In fact, he's gilding the lily a bit too much. If one were to take him at his word, we'd be inflicting severe disabilities on trans youth and one would have to start wondering how an international conspiracy across multiple countries and political systems underwritten by all major medical organizations could possibly happen. This alone should raise questions about the credibility of the arguments he puts forth.
Note that the following is not an evaluation of puberty blockers as a whole. There are medical guidelines much longer than this write-up that provide a more comprehensive picture and consider harms and benefits. I am simply writing this to explain how Laidlaw is, as they say, economical with the truth. While one can never be sure if falsehoods have their origins in ignorance or malice, this level of ignorance would be troubling in a medical professional, too. Regardless, as Laidlaw is habitually making statements that are at odds with the medical consensus on the treatment of trans youth, this should help readers weigh the reliability of his contributions.

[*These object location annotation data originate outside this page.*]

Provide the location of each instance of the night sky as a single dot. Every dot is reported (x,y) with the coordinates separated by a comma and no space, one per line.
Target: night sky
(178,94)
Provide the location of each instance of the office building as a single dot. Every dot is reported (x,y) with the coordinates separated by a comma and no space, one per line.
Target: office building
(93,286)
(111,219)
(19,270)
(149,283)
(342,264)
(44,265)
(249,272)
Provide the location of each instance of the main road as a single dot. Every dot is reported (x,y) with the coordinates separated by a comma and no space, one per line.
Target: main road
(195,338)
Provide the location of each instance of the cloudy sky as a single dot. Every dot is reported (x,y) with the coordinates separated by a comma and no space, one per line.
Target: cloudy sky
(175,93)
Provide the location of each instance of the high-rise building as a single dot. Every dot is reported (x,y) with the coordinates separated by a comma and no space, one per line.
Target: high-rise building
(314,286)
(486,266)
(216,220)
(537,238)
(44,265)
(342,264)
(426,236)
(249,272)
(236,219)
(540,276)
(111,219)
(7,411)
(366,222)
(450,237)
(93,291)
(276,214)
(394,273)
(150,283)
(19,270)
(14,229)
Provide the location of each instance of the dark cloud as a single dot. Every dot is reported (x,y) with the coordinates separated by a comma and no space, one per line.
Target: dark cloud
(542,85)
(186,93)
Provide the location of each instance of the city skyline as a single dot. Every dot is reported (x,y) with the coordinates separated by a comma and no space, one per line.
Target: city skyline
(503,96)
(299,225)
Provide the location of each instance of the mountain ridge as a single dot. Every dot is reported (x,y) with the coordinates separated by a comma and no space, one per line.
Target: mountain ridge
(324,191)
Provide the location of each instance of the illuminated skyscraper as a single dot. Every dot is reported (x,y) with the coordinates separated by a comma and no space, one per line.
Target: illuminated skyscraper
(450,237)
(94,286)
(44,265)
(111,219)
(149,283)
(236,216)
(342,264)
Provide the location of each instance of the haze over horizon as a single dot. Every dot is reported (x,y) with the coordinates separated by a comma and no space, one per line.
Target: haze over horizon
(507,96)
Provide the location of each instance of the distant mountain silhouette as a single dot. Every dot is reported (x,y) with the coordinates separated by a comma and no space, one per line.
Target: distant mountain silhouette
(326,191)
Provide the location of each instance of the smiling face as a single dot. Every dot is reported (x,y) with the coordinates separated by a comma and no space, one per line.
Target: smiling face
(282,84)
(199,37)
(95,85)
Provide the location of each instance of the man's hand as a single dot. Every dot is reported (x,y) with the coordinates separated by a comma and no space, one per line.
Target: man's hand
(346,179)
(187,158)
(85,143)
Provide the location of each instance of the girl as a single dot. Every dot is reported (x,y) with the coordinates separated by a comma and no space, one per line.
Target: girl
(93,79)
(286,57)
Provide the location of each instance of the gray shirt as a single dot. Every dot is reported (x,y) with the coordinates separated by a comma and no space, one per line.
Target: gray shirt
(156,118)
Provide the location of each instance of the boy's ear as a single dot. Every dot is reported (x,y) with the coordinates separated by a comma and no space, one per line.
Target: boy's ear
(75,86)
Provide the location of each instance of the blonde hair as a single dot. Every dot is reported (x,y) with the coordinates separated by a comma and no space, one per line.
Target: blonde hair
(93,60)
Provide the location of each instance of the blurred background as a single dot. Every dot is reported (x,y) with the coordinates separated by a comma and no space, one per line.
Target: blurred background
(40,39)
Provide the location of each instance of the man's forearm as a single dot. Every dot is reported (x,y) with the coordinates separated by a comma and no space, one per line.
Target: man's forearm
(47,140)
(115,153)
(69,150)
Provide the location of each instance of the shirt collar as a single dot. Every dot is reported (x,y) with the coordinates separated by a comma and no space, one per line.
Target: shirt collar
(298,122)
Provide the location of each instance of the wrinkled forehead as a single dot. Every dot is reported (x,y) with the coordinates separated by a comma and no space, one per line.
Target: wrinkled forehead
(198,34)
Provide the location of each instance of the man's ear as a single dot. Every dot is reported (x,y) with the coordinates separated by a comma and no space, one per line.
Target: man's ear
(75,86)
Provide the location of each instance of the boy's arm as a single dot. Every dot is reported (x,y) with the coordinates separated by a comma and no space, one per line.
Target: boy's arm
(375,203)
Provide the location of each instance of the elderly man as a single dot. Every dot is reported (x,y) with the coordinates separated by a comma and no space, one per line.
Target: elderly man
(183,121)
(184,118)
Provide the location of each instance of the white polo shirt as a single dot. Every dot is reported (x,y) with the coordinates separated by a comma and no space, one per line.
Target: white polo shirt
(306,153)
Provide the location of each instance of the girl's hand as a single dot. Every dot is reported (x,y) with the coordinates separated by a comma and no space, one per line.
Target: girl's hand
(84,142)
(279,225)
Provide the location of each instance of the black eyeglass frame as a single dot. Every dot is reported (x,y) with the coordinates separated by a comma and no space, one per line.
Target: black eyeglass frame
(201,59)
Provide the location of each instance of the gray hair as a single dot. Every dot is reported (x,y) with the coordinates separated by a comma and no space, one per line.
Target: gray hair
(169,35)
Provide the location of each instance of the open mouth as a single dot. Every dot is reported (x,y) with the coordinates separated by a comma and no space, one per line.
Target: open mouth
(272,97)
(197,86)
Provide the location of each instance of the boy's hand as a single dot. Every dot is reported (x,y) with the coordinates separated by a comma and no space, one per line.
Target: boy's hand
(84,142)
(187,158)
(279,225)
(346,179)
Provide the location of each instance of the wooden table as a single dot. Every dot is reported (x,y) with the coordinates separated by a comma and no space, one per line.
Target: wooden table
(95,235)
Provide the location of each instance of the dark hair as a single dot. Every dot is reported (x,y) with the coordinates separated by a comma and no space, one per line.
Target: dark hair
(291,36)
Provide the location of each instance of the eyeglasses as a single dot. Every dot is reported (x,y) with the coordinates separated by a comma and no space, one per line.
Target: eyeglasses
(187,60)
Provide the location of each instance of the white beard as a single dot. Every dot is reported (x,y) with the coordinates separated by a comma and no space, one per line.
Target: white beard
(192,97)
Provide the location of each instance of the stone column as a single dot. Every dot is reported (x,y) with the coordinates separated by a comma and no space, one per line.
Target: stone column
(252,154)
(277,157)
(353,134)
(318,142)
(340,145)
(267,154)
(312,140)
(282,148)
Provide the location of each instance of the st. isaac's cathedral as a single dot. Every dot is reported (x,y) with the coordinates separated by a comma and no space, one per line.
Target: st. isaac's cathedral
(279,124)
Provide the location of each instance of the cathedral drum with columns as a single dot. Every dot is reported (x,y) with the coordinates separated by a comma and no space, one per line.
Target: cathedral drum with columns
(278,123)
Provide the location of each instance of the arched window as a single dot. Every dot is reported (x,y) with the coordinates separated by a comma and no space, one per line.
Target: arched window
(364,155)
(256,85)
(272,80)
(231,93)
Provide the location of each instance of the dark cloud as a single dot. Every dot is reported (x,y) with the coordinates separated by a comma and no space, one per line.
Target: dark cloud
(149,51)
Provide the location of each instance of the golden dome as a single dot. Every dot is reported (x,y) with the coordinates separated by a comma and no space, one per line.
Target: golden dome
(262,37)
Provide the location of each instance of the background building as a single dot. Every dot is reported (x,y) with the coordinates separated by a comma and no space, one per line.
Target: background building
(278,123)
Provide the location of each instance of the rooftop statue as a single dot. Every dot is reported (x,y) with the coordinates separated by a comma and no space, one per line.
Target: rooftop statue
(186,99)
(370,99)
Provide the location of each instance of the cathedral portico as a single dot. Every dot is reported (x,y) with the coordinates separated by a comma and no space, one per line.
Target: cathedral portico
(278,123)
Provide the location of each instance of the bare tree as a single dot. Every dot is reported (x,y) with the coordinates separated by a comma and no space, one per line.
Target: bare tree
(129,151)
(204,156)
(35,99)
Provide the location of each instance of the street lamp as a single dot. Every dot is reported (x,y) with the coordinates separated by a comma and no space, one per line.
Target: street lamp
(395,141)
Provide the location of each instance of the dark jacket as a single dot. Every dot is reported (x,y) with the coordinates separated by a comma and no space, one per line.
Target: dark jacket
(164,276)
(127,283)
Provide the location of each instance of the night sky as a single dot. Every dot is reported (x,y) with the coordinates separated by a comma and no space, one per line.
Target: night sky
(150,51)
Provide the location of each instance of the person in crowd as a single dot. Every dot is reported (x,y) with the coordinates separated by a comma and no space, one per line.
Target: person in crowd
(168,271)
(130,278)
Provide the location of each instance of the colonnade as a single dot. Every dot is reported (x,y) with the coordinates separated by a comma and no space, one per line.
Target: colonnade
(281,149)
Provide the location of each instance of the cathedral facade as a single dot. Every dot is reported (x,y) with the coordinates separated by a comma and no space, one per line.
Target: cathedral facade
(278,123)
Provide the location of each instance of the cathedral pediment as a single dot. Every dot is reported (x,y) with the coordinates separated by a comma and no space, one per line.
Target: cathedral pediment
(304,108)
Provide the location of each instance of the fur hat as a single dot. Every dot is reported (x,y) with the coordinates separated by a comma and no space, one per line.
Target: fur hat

# Z-scores and what they actually mean
The first thing he notes is that Z-scores see a drop over the duration of 2-3 years that looks massive and scary. But mostly, he just exploits that most laypeople won't know what a Z-score is, just something that seems to be related to bone density. Let us explore in detail what they actually are about.
It is well-known that bone mineral density (BMD) is accrued at a slower rate in a prepubertal state than after the onset of puberty, as sex steroids play a critical role in bone mineralization. This holds for an artificially delayed puberty also. Slower BMD accrual on puberty blockers is *expected*. What we're looking at is whether BMD catches up after going off blockers, something that Laidlaw does not explore.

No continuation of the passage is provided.